Chemotherapy-Related Nausea
Though not an FDA-approved indication, Ativan is widely used as an add-on medication to help cancer patients manage nausea and vomiting from chemotherapy. A 2024 systematic review and meta-analysis found that regimens including lorazepam increased the complete response rate for overall nausea control by 55% compared to regimens without it. For acute nausea specifically, the benefit was even stronger, with a 77% improvement in complete response. The American Society of Clinical Oncology’s antiemetic guidelines recognize lorazepam as a useful addition to standard anti-nausea drugs, though the supporting evidence remains relatively limited. The typical approach is a small dose the night before chemotherapy, with another dose an hour or two before treatment.
Alcohol Withdrawal
Ativan plays a significant role in managing alcohol withdrawal, which can range from uncomfortable to deadly. Hospitals often use a symptom-triggered approach: a standardized scoring tool measures the severity of withdrawal symptoms like tremors, agitation, and sweating, and doses are given only when symptoms cross a threshold. Mild withdrawal may need no medication at all, while moderate to severe symptoms call for progressively larger doses. Lorazepam is particularly favored for patients with liver problems because, unlike some other benzodiazepines, it doesn’t require extensive processing by the liver.
Insomnia From Anxiety
When insomnia stems from anxiety or short-term situational stress, Ativan can be prescribed as a single bedtime dose of 2 to 4 mg. This isn’t intended as a long-term sleep aid. It’s a temporary measure for people whose anxiety is actively preventing sleep, such as during a crisis or acute stressor.
Common Side Effects
Sedation is the most frequently reported side effect, and it’s essentially built into the drug’s mechanism. Drowsiness, dizziness, weakness, and unsteadiness are all common, especially when you first start taking it or after a dose increase. These effects are more pronounced in older adults, which is one reason geriatric guidelines flag benzodiazepines as potentially inappropriate for this age group. Impaired balance and cognitive function in older patients can increase fall risk significantly.
For older or physically frail patients, doctors typically start at a lower dose of 1 to 2 mg per day and increase slowly.
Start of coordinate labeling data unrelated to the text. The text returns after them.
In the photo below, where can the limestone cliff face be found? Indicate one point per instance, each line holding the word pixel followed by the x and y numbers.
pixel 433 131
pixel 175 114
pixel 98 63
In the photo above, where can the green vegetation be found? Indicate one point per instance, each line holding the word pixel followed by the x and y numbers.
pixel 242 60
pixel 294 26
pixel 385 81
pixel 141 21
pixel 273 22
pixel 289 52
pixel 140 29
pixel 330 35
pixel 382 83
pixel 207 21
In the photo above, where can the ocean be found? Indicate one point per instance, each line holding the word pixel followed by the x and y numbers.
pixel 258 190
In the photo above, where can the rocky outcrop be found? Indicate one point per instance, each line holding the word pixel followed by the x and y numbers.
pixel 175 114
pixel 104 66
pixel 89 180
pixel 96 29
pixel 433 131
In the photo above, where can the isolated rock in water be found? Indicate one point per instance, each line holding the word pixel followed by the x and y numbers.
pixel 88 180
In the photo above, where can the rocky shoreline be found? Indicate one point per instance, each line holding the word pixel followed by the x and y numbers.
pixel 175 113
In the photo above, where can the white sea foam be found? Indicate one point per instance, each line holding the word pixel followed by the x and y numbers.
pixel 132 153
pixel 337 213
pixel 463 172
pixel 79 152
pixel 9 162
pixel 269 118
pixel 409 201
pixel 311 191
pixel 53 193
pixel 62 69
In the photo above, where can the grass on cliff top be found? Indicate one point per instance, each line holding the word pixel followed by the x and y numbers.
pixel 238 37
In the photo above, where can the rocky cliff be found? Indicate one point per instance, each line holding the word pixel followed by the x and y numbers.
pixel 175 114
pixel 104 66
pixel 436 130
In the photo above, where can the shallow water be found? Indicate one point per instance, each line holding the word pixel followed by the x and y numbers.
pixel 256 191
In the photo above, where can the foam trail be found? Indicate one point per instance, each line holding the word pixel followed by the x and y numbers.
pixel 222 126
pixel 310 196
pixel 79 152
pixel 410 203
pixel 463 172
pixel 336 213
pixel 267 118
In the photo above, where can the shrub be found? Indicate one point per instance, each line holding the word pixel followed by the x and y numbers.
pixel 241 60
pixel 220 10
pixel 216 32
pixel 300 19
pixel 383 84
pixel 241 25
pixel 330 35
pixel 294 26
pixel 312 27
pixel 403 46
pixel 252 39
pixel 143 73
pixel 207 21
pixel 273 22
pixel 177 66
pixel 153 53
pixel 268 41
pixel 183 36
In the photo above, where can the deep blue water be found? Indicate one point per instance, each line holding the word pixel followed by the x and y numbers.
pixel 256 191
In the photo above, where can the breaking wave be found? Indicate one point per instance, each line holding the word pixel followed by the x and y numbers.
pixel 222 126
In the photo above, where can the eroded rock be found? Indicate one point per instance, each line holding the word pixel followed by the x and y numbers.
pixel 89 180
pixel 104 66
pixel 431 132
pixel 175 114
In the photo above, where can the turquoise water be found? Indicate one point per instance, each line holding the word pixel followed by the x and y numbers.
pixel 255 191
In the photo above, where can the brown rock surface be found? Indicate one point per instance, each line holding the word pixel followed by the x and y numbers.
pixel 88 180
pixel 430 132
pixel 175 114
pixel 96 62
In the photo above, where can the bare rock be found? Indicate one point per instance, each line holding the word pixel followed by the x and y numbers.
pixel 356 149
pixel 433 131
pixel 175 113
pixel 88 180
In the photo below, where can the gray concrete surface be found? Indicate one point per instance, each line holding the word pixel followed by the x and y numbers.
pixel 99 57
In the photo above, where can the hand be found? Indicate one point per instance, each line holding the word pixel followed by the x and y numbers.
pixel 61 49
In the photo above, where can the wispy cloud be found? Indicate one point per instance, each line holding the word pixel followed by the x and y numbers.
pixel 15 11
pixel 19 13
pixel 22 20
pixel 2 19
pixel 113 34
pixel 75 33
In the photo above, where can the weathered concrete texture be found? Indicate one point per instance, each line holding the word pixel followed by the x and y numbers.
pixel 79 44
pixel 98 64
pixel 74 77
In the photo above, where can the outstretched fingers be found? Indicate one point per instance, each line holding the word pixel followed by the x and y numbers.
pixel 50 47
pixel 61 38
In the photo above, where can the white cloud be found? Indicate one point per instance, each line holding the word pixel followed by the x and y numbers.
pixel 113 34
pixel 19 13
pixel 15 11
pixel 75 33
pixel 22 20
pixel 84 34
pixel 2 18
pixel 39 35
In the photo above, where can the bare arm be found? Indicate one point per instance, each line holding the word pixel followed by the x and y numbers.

Dosage increases, when needed, are usually made to the evening dose first before raising daytime doses.
Dependence and Withdrawal Risks
The FDA requires its strongest warning, a boxed warning, on all benzodiazepines including Ativan. The warning addresses the risks of abuse, addiction, physical dependence, and withdrawal reactions. Physical dependence can develop after just several days to weeks of regular use, even when taken exactly as prescribed.
Stopping Ativan abruptly or cutting the dose too quickly can trigger withdrawal symptoms including anxiety, insomnia, headaches, nausea, diarrhea, muscle spasms, and in serious cases, seizures. Withdrawal symptoms tend to fluctuate rather than improving in a straight line, which can be discouraging during the process.
When it’s time to stop, doctors typically switch patients to a longer-acting benzodiazepine and taper gradually. Longer-acting medications create a smoother decline in blood levels, which reduces the intensity of withdrawal symptoms. Short-acting drugs like lorazepam cause more frequent symptoms and cravings between doses when tapered directly. The key principle during tapering is to keep moving forward. If symptoms flare, the dose holds steady until they settle rather than increasing again, even if that takes a few weeks.
Combining Ativan with opioid pain medications, alcohol, or other sedating substances substantially increases the risk of overdose and death. This combination suppresses breathing more than either substance would alone.